May 03, 2004
Update, May 10 2004: I have been working on a version of this document that is much more rigorous and concise. If you haven't read this yet, I must admit that I think you should hold off until the next version.
I've written another article on Fisher's inverse chi-square test as used for spam filtering tasks. This one's 8 pages long. It's title is "Why Chi?" with subtitle "Motivations for the Use of Fisher's Inverse Chi-Square Procedure in Spam Classification."
The immediate precipitating event for the creation of this article was some questions from Laird Breyer on the spamfilt mail list over this past weekend. And also in recent weeks, Jonathan Zdziarski has asked for more information.
Once I started answering Laird, I figured I might as well go all the way and write an article that describes the motivations I see for using the chi-square approach.
It's a very interesting subject to me involving things I've been thinking about for years.
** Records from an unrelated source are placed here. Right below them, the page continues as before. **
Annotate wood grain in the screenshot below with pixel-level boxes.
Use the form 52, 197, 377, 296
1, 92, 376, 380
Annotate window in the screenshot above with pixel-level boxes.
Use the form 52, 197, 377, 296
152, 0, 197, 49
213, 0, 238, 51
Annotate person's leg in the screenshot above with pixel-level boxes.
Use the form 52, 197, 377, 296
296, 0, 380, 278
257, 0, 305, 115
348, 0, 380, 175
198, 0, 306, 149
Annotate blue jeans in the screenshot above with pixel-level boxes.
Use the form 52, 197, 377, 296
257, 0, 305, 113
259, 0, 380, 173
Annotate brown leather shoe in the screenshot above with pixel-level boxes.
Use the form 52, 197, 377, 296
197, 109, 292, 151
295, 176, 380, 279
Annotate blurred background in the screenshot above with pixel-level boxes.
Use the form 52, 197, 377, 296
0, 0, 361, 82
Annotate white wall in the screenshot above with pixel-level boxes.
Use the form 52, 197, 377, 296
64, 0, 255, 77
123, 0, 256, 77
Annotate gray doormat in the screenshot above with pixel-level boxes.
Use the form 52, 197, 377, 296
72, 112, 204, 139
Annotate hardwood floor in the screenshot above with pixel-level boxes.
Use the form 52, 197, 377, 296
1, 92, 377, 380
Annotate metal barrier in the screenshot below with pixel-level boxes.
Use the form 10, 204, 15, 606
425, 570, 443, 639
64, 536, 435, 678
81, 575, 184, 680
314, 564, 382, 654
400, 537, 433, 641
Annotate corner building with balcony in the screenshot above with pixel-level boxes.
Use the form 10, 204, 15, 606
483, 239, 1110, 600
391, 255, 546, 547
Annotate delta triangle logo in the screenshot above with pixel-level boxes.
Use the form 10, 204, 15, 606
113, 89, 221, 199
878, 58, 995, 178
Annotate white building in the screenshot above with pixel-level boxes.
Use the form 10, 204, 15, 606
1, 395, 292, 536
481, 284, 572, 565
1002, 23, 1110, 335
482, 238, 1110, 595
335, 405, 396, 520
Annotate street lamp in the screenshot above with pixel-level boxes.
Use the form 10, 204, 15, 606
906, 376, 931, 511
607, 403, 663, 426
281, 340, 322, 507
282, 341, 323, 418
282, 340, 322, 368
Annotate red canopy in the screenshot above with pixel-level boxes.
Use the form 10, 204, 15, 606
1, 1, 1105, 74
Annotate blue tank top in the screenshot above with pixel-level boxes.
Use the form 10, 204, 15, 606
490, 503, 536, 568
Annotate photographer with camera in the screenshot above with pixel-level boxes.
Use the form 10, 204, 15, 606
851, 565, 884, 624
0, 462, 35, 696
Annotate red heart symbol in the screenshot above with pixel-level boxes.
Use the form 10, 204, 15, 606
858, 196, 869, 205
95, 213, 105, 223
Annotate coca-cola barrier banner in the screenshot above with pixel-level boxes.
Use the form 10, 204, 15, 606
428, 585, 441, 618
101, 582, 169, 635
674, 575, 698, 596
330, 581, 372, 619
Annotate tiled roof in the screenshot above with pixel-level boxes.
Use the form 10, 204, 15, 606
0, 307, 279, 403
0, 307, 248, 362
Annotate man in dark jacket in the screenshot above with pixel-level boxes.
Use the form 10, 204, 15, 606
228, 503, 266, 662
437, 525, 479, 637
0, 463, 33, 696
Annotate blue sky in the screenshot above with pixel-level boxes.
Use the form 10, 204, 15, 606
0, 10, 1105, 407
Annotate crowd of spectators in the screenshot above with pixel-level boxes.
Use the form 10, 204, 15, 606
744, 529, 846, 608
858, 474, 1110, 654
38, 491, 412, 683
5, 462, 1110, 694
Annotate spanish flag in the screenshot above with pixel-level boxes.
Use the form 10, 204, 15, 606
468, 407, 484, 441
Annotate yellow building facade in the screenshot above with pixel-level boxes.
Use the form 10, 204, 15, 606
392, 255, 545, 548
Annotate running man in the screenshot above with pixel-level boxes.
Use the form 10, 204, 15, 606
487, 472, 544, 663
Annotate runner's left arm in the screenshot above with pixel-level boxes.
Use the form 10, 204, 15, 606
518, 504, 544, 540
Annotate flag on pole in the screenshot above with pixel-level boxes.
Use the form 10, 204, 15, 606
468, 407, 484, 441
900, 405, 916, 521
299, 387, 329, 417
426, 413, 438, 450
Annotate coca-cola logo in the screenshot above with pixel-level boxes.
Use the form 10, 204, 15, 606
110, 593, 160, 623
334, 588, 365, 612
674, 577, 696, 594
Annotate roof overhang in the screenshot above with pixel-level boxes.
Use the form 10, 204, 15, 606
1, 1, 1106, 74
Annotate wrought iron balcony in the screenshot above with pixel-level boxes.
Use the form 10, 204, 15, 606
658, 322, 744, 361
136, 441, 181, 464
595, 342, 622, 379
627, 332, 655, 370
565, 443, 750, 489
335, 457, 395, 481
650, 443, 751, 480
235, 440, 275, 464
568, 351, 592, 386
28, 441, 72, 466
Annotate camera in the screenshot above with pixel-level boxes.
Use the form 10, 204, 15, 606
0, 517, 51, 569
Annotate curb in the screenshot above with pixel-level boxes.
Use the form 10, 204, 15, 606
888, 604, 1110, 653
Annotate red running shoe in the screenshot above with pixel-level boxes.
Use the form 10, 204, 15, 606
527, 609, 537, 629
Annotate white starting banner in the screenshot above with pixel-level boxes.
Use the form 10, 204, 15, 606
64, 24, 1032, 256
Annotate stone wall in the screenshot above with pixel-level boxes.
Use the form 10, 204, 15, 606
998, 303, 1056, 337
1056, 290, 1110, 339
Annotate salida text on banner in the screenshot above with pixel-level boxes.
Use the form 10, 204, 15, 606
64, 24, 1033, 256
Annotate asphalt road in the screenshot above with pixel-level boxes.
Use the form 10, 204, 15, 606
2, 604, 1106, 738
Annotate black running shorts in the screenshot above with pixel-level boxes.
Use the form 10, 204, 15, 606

The article discusses aspects of the algorithm that haven't been discussed in any other online document, and in some ways are more fundamental than the issues covered in other documents.
I expect that this is probably the last longish article I will write on the subject of the chi-square algorithm for spam filtering for a long time to come, if not forever. Really it says pretty much everything else I have to say, except that I have a couple of other possible improvements in mind that I'll try out one day if I get a chance.
I find myself wishing this was available in reflowable form, so that I can actually sit down to read it -- but it looks extremely interesting regardless. I'll print it out the next time I see a printer and read it; thanks :)
Posted by: Richard Soderberg at May 10, 2004 1:24:24 AM